The GCC pathway is now fully understood in the paradigm of current biology. @ natali_mis, Adobe Stock
In the nucleus, the love affair between CAS and chromatin
Futura: Can you tell us more about this discovery?
Nicolas Manel: First of all, we must remember that the detection of DNA viruses by organisms is a universal thing in living things. Restriction enzymes are present in bacteria to perform this task. The CRISPR / Cas9 pathway, now well known because it is used in genetic engineering, also has this antiviral function. In mammals, it is this pathway you referred to above that detects DNA from a virus infecting a cell. Between 2009 and 2018, everything is believed to be happening in the cytosol, as the studies, you mentioned suggest. With my laboratory, in 2018-2019, we brought new data into the equation that called into question the simplicity of the mechanism. It has been shown that half of cGAS is actually in the kernel. Therefore, a crucial question arises: how does cGAS differentiate between the DNA of the nucleus (the DNA of the self) and an external DNA that comes to infect the cell? This data was not very surprising. Many DNA viruses come to replicate in the nucleus. It is, therefore, quite logical to postulate that there are certainly means of detection directed against viral DNA in the middle.
We published a paper in the journal Cell, in 2018, which demonstrates that the human immunodeficiency virus (HIV) can be detected by cGAS in the nucleus. Indeed, there is a significant difference between viral DNA and our DNA. That of the virus is bare while ours is bound to proteins called histones, which (in part) forms what is called chromatin. Following that, it was necessary to understand the mechanism of regulation of cGAS, that is to say, by which means it is expressed or inhibited. CGAS is linked to histones 2A and 2B, and that is why it does not fire against our DNA. The work published last week provides structural confirmation; that is, we can now see the mechanism directly at work.

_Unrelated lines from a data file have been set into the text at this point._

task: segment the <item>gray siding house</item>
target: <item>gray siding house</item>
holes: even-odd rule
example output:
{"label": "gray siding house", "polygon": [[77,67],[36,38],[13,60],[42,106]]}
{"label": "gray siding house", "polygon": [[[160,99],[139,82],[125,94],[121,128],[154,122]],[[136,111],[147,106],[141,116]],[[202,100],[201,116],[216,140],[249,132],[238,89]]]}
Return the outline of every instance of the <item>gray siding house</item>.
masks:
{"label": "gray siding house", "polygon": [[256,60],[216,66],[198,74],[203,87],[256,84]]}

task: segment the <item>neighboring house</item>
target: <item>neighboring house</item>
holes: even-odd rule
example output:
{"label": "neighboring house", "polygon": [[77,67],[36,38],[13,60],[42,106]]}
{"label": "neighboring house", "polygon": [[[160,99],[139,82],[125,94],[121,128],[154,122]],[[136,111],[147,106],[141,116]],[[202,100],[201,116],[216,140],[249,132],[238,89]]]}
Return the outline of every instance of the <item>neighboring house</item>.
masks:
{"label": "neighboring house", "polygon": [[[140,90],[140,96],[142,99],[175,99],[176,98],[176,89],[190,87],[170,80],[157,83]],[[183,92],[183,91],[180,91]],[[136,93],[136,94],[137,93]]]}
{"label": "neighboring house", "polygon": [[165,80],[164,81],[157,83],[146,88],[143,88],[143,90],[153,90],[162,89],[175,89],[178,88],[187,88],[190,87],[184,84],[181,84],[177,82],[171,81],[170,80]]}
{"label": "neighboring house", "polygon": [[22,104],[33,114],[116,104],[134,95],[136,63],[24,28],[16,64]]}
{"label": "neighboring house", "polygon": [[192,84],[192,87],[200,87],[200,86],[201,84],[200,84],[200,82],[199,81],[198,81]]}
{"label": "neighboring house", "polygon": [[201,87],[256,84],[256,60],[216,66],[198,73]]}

Futura: Does this discovery pave the way for clinical research? This biochemical pathway is involved in autoimmune diseases, cancers, and cognitive decline.
Nicolas Manel: The path to clinical research has already been open for a while. cGAS is a significant target. As you point out, its stimulation could be used for specific cancer immunotherapies, but also against infectious diseases or as a vaccine to stimulate the production of interferons. Our laboratory tests are many the people in my mind and heart of the city tory collaborate with a start-up, Stimunity, as part of our clinical research. Moreover, using the cGAS route is being studied to serve as a vaccine against SARS-CoV-2.
Conversely, its inhibition could potentially be used in certain rare childhood diseases or in inflammatory diseases, such as lupus, o reduce the production of interferons. Studies are already published concerning inhibitors of STING in the animal model. In humans, there are molecules under investigation in phase 2 clinical trials, in particular, STING activators for immunotherapies.